さらに奇行としか見えぬ静人の「悼む旅」が、妹の破談を招く。しかし、妹の胎内にはフライングベイビーが。母が死ぬのが早いか、赤ちゃんが生まれるのが早いか・・・。母が一番会いたい息子は他人のために悼み続け、帰宅しない・・・
ぱんぱんに腹の膨れた妊婦の娘とがりがりにやせ細った母が入浴すると、胎内の赤ちゃんが、ばばちゃんに向かってキック。ここは涙涙。
昭和20年8月6日。今治に空襲があった。これはまったく知らなかった。『永遠の仔』でも四国の石鎚山(いわずちさん)が出てきた。天童氏は愛媛県生まれだったのか。

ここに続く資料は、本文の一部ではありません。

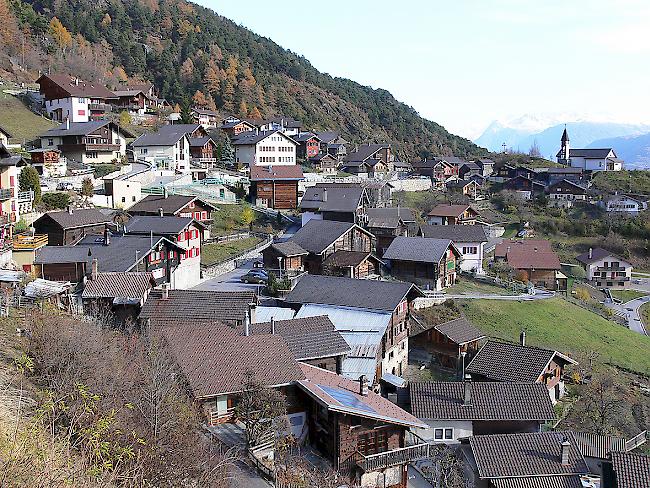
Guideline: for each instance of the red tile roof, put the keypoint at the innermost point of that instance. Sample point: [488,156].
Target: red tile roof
[341,394]
[280,172]
[215,358]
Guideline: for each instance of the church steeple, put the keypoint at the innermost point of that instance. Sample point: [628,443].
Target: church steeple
[564,155]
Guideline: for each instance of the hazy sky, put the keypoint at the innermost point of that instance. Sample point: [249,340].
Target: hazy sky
[464,63]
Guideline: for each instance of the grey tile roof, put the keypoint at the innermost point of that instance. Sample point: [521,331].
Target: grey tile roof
[308,337]
[197,306]
[571,481]
[598,446]
[490,401]
[317,235]
[417,249]
[532,454]
[348,292]
[119,285]
[166,225]
[455,233]
[388,217]
[632,470]
[596,255]
[215,359]
[289,248]
[500,361]
[339,199]
[460,331]
[78,218]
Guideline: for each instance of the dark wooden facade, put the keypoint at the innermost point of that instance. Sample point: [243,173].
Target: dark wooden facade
[59,236]
[278,194]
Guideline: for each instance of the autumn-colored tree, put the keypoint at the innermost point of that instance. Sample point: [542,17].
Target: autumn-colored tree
[199,99]
[187,69]
[255,114]
[60,34]
[243,109]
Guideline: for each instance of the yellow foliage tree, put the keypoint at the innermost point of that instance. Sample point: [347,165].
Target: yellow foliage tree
[60,34]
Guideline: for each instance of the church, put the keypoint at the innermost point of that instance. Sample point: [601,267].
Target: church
[588,159]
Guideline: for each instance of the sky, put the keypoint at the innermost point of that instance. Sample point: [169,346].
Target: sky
[465,63]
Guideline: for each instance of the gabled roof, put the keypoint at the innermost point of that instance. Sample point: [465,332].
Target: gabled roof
[456,233]
[83,128]
[365,151]
[318,235]
[79,88]
[389,217]
[337,198]
[267,357]
[307,337]
[418,249]
[449,210]
[81,217]
[171,204]
[460,331]
[520,455]
[277,172]
[251,137]
[632,470]
[121,285]
[501,361]
[489,401]
[339,394]
[596,255]
[349,292]
[166,225]
[197,306]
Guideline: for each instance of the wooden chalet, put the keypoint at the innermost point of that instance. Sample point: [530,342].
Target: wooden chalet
[66,227]
[275,186]
[424,261]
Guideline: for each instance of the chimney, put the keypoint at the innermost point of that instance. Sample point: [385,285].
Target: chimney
[363,385]
[467,390]
[93,272]
[564,452]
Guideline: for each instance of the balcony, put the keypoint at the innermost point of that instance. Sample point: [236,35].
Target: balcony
[395,457]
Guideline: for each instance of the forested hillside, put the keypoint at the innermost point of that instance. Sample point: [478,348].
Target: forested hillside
[191,52]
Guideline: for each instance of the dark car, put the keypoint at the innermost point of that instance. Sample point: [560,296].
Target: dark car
[257,276]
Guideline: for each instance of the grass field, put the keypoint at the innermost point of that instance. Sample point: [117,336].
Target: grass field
[558,324]
[627,295]
[22,123]
[216,253]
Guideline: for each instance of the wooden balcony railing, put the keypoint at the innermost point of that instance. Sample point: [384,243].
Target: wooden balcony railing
[392,458]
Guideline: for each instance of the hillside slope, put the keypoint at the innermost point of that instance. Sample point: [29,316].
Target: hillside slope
[185,48]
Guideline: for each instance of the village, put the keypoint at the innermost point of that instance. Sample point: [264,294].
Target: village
[346,280]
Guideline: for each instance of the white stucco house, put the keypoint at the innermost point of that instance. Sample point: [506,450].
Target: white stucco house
[94,142]
[264,149]
[470,240]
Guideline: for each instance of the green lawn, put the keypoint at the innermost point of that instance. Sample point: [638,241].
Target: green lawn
[216,253]
[627,295]
[558,324]
[22,123]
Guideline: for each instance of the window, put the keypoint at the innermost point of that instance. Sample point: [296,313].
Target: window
[445,434]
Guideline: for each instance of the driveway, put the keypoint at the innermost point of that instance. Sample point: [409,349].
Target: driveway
[230,281]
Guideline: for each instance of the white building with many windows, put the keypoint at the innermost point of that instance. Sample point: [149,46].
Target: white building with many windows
[264,149]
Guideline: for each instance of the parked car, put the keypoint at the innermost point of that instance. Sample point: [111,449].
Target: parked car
[257,276]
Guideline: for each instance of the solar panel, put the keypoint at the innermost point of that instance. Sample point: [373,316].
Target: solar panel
[346,399]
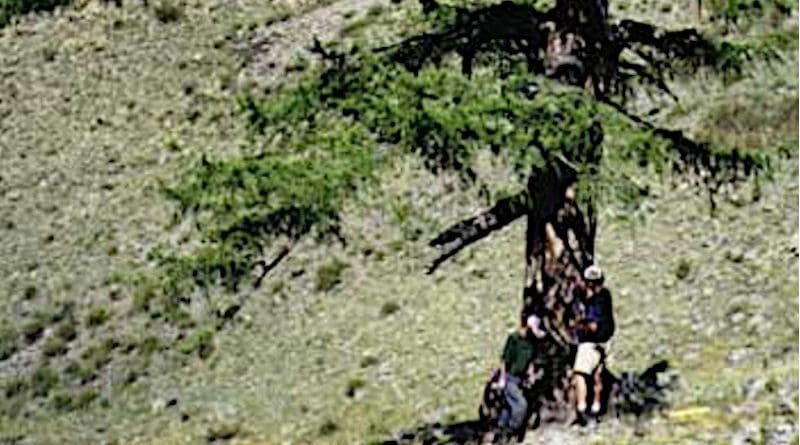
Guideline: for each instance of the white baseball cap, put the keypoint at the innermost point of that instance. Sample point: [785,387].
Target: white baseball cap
[593,273]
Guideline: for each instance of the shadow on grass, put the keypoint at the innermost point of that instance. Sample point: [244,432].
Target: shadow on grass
[629,394]
[462,433]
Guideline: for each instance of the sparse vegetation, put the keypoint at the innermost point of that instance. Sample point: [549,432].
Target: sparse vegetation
[168,11]
[54,346]
[683,269]
[9,9]
[33,330]
[66,330]
[200,342]
[63,200]
[43,380]
[97,316]
[8,341]
[389,308]
[224,431]
[329,275]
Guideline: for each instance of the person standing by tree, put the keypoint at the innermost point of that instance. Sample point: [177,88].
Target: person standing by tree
[594,327]
[516,373]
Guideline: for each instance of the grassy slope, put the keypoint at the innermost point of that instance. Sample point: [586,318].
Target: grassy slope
[283,374]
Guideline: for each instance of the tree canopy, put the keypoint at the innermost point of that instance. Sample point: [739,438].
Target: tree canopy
[315,142]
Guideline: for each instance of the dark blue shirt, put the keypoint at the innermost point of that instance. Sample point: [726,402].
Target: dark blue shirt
[598,309]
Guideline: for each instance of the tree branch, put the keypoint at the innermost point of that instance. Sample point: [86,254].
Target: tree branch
[468,231]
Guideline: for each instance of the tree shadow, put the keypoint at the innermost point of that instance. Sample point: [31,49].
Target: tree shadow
[461,433]
[629,394]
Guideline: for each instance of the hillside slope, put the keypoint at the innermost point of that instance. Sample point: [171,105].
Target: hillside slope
[356,344]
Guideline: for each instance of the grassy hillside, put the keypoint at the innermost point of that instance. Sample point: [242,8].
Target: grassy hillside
[349,344]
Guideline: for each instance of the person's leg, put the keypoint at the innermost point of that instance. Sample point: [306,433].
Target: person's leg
[517,407]
[598,389]
[586,360]
[580,391]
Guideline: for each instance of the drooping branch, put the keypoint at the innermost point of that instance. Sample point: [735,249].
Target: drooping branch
[468,231]
[572,36]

静人に出会った週刊誌記者の蒔野 抗太郎が、中学生娼婦の亭主達にぼこぼこにされて穴に埋められ「殺されるとはこういうことか」と観念してから、再生していくところや、奈義 倖世が愛と執着は違うと悟り、愛し合えるようになった直後に静人と別れて行くところは納得した。ただ、倖世は、もうすこし愚かなほうがリアリティがある。
登場人物のネーミングは、それぞれ思い入れが強すぎる。